National Center of Competence in Research – The Migration-Mobility Nexus
Tania Zittoun and Janine Dahinden
Small Localities at the Peripheries of Europe: Transnational Mobilities, Diversification and Multi-Scalar Place-Making
Project Summary
Moving beyond a focus on urban centers, in this project we look at how diverse forms of mobility generate social diversity, and how, in turn, these participate in social transformation. We study these questions at the scale of small localities – villages, conglomerations of villages, or valleys – on the outskirts of Europe, including their entire population (mobile as well as non-mobile). We investigate all forms of mobilities coexisting in one small locality (internal out- and immigration, tourism, old-age-retired expats, sedentary and commuters, international migrants, mobile business people, refugees).
We examine how these types of dynamics – transnational, in terms of boundary work, and in terms of individual live trajectories – enable, constrain, guide, or open new possibilities for each other. We develop an integrative theoretical model to understand new facets of the Migration-Mobility Nexus and current globalizing forces. To develop a comparative analysis, we conduct three case studies in Switzerland, Malta, and Denmark.
Circumstances shape im/mobilities: being at ‘periphery of the periphery’ impacts the relations between localities, imaginations and boundaries, and informs the constellations of im/mobilities present in the localities examined.
Exploring how diverse im/mobilities become entangled, localized, and attain meaning in localities – without recursing to given categories – can be achieved through abductively defining the ‘where’ and the ‘who’.

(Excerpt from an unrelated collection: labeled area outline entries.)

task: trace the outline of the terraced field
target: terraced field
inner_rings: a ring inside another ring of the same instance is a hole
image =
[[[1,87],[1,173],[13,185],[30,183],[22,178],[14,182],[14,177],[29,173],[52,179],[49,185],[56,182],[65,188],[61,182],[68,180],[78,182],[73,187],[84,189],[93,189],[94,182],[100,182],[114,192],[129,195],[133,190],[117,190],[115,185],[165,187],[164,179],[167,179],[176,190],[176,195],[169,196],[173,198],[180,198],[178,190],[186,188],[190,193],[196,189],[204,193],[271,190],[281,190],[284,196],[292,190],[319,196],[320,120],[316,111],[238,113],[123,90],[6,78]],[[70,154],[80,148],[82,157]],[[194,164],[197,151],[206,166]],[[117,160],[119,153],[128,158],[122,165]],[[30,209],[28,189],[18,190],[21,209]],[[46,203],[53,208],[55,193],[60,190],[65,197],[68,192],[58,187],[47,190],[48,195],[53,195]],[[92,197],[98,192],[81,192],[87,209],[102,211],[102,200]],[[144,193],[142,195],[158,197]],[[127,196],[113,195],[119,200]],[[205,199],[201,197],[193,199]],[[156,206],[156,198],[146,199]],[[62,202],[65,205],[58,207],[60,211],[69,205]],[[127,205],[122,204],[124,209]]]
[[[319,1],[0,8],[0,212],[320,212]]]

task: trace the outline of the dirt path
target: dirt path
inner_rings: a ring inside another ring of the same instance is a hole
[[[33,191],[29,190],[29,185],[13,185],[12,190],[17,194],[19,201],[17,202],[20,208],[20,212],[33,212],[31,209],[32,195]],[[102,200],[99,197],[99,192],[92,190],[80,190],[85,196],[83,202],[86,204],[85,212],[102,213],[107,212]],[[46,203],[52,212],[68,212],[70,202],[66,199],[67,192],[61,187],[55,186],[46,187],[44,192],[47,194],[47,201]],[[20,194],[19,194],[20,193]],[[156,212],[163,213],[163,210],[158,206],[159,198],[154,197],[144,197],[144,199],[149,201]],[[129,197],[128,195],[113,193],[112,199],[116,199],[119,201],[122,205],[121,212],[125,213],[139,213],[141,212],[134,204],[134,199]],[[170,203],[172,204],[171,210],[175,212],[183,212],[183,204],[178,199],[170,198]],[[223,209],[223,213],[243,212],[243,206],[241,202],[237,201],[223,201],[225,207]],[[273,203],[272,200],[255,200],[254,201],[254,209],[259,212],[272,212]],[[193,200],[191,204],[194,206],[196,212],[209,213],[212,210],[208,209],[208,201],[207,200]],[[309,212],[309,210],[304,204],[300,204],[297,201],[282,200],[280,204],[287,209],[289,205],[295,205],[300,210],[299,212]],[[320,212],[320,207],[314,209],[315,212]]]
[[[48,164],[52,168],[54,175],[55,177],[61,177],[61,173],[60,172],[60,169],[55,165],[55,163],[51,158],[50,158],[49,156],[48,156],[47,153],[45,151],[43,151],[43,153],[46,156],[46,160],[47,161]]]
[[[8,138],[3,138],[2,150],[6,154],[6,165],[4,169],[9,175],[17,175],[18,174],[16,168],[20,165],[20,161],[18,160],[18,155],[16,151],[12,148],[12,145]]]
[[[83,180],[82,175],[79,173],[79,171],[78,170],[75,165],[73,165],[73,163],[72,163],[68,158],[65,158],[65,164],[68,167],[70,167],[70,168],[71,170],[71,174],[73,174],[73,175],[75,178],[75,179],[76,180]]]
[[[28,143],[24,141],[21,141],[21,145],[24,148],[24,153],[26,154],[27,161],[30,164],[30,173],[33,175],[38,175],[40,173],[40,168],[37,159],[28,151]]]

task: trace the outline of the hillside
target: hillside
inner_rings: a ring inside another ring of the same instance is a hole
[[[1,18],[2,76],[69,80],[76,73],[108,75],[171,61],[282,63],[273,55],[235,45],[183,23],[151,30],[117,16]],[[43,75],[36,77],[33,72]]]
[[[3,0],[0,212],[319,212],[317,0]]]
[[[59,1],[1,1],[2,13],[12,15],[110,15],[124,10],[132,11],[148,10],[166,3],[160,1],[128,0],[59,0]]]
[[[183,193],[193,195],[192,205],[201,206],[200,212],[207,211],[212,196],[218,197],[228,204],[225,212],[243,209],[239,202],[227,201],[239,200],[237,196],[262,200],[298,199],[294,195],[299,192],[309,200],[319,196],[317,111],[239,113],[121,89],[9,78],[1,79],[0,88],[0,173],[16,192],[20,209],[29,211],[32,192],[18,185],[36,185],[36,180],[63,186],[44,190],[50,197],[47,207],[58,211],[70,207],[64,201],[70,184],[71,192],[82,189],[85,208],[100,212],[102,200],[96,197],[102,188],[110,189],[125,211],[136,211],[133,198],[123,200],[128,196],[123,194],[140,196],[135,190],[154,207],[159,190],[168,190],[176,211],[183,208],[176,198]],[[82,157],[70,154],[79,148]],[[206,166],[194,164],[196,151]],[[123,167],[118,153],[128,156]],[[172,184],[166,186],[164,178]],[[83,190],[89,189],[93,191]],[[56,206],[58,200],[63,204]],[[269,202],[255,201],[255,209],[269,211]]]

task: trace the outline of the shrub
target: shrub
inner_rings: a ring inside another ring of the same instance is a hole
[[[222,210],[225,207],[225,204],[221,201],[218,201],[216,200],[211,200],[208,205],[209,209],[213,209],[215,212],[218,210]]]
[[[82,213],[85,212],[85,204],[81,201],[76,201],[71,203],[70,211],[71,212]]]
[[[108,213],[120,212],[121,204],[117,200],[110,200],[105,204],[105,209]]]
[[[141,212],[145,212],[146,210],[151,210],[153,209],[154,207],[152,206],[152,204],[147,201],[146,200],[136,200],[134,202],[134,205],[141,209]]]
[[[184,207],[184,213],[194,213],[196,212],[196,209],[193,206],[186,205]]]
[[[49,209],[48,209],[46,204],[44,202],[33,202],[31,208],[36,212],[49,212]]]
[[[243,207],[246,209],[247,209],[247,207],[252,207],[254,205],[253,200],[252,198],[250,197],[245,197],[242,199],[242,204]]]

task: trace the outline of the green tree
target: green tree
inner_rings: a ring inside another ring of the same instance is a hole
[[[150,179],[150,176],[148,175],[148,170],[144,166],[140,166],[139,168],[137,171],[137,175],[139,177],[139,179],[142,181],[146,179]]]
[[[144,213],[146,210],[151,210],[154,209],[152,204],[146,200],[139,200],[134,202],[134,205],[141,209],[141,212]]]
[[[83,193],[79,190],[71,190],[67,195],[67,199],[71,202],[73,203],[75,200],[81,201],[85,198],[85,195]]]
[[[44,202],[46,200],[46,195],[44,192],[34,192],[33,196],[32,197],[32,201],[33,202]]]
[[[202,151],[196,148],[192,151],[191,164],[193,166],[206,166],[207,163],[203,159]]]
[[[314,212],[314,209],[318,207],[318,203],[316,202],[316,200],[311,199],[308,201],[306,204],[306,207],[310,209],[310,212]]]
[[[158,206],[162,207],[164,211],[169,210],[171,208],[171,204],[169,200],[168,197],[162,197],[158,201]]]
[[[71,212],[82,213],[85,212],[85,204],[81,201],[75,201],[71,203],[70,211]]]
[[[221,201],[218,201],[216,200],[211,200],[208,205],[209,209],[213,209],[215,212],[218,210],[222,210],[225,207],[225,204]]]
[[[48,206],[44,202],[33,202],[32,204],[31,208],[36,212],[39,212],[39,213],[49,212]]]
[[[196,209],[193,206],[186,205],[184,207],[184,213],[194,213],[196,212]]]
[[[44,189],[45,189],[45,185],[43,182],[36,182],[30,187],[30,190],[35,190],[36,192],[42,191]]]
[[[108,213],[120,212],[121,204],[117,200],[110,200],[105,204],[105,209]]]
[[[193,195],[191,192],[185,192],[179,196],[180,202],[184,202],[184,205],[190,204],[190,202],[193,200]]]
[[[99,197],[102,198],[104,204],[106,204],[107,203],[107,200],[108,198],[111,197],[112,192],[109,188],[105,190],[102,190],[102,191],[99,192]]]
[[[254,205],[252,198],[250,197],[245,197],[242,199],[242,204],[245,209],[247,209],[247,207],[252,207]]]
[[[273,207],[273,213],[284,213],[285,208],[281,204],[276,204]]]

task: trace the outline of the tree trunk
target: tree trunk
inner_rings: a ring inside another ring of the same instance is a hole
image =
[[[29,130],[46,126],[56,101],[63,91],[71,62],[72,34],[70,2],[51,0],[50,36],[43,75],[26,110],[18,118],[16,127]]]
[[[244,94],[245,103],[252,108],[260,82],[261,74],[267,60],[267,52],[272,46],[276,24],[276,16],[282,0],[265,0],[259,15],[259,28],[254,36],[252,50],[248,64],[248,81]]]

Socio-economic marginalization in the Val-de-Travers produces an ‘imagined community of fate’, which unfolds at the interface between im/mobility and locality; the most important categories and markers are socio-economic rather than ethno-national.
Some cross-border mobilities are perceived as damaging to the social and economic well-being by some borderlanders; this produces (im)moral mobilities – immoralized individuals who are stigmatized, as well as moralized persons who feel they belong to a collective.